# Twitter Disaster Tweet Classifier with DistilBERT

The purpose of this model is to determine whether a given Tweet is about a real diaster (war, flood, famine, etc.) or benign. For example, the Tweet "the sky looks beutifully ablaze tonight" likelly does not refer to a real fire. 

### Load and Format

In [27]:
import pandas as pd

# Read from CSV
dataset = pd.read_csv("./data/train.csv")

# Drop (potentially) unnecessary columns.

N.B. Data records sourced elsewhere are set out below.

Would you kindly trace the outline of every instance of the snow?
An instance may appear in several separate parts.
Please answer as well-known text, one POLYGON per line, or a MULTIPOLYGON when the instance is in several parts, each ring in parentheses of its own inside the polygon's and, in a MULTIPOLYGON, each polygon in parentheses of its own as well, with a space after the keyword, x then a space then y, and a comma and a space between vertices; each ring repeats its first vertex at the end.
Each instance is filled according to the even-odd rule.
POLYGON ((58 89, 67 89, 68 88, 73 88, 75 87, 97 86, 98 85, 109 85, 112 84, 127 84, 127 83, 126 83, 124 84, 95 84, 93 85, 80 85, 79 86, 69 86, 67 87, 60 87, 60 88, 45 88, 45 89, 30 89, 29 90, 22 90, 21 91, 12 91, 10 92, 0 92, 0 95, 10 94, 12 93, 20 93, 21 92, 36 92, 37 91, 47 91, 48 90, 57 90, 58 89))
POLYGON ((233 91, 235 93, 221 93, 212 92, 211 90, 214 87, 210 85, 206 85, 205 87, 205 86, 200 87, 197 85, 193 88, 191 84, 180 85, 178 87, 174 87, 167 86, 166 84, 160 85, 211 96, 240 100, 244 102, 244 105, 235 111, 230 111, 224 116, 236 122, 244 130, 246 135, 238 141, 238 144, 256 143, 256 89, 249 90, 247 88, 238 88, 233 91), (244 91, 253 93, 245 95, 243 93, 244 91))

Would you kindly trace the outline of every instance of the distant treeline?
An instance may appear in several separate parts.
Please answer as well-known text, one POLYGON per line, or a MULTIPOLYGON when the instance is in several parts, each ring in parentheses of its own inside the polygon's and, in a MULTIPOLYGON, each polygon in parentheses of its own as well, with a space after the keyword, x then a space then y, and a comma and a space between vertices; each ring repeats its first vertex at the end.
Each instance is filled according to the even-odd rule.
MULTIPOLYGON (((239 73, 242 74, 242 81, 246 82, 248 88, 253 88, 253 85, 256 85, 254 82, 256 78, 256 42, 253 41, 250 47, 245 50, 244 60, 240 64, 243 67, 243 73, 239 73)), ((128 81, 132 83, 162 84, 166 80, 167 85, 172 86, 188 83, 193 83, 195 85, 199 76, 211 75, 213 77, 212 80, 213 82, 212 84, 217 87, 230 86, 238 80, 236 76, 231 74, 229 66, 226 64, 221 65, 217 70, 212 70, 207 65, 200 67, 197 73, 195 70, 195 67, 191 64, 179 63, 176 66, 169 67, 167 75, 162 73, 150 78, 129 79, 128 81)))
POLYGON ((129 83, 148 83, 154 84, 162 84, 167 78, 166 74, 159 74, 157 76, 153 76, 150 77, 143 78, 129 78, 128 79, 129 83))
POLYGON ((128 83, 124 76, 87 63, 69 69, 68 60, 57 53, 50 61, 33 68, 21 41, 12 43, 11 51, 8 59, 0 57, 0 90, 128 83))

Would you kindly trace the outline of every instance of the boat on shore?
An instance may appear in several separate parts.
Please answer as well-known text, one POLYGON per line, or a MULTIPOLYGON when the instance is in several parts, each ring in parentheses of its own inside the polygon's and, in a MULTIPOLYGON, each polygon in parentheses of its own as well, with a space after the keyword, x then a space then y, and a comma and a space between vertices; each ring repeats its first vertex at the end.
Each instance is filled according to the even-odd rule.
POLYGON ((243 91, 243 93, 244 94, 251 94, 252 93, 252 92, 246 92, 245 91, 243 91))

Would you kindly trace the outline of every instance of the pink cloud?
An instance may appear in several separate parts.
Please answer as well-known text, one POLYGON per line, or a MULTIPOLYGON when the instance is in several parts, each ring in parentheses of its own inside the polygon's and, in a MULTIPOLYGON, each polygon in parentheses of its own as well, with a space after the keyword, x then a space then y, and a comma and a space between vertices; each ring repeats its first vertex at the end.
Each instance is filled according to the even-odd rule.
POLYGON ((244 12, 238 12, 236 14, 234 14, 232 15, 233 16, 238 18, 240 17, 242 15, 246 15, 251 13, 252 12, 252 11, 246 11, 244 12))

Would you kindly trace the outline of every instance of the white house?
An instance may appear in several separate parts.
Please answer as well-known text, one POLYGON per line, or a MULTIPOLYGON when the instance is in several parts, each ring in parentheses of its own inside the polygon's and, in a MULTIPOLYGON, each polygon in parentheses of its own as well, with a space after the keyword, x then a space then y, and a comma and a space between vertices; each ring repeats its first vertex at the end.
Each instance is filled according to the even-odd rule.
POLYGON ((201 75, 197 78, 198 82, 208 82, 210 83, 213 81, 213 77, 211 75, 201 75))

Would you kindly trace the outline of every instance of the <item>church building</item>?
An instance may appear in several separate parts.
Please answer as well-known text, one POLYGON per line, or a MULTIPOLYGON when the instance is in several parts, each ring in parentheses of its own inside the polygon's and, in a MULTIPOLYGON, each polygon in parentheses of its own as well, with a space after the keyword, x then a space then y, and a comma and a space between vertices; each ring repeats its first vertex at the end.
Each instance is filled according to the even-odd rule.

These may be useful, but I'm not quite ready to work with missing data.
dataset = dataset.drop(["id", "keyword", "location"], axis=1)
dataset.head(20)

Unnamed: 0,text,target
0,Our Deeds are the Reason of this #earthquake M...,1
1,Forest fire near La Ronge Sask. Canada,1
2,All residents asked to 'shelter in place' are ...,1
3,"13,000 people receive #wildfires evacuation or...",1
4,Just got sent this photo from Ruby #Alaska as ...,1
5,#RockyFire Update => California Hwy. 20 closed...,1
6,#flood #disaster Heavy rain causes flash flood...,1
7,I'm on top of the hill and I can see a fire in...,1
8,There's an emergency evacuation happening now ...,1
9,I'm afraid that the tornado is coming to our a...,1


## Fine-Tune Pretrained Model for Inference 

Below, I use the HuggingFace `transformers` library to fine-tune DistilBERT on the tweets dataset. 

### Load Imports

In [28]:
from transformers import AutoModel, PreTrainedModel, TrainingArguments, Trainer
from transformers.modeling_outputs import SequenceClassifierOutput
from transformers import AutoTokenizer, DataCollatorWithPadding
from datasets import Dataset
from torch import nn
import torch

### Create Dataset

In [29]:
# Init tokenizer for converting text to numbers
model_path = "distilbert-base-uncased-finetuned-sst-2-english"
tokenizer = AutoTokenizer.from_pretrained(model_path)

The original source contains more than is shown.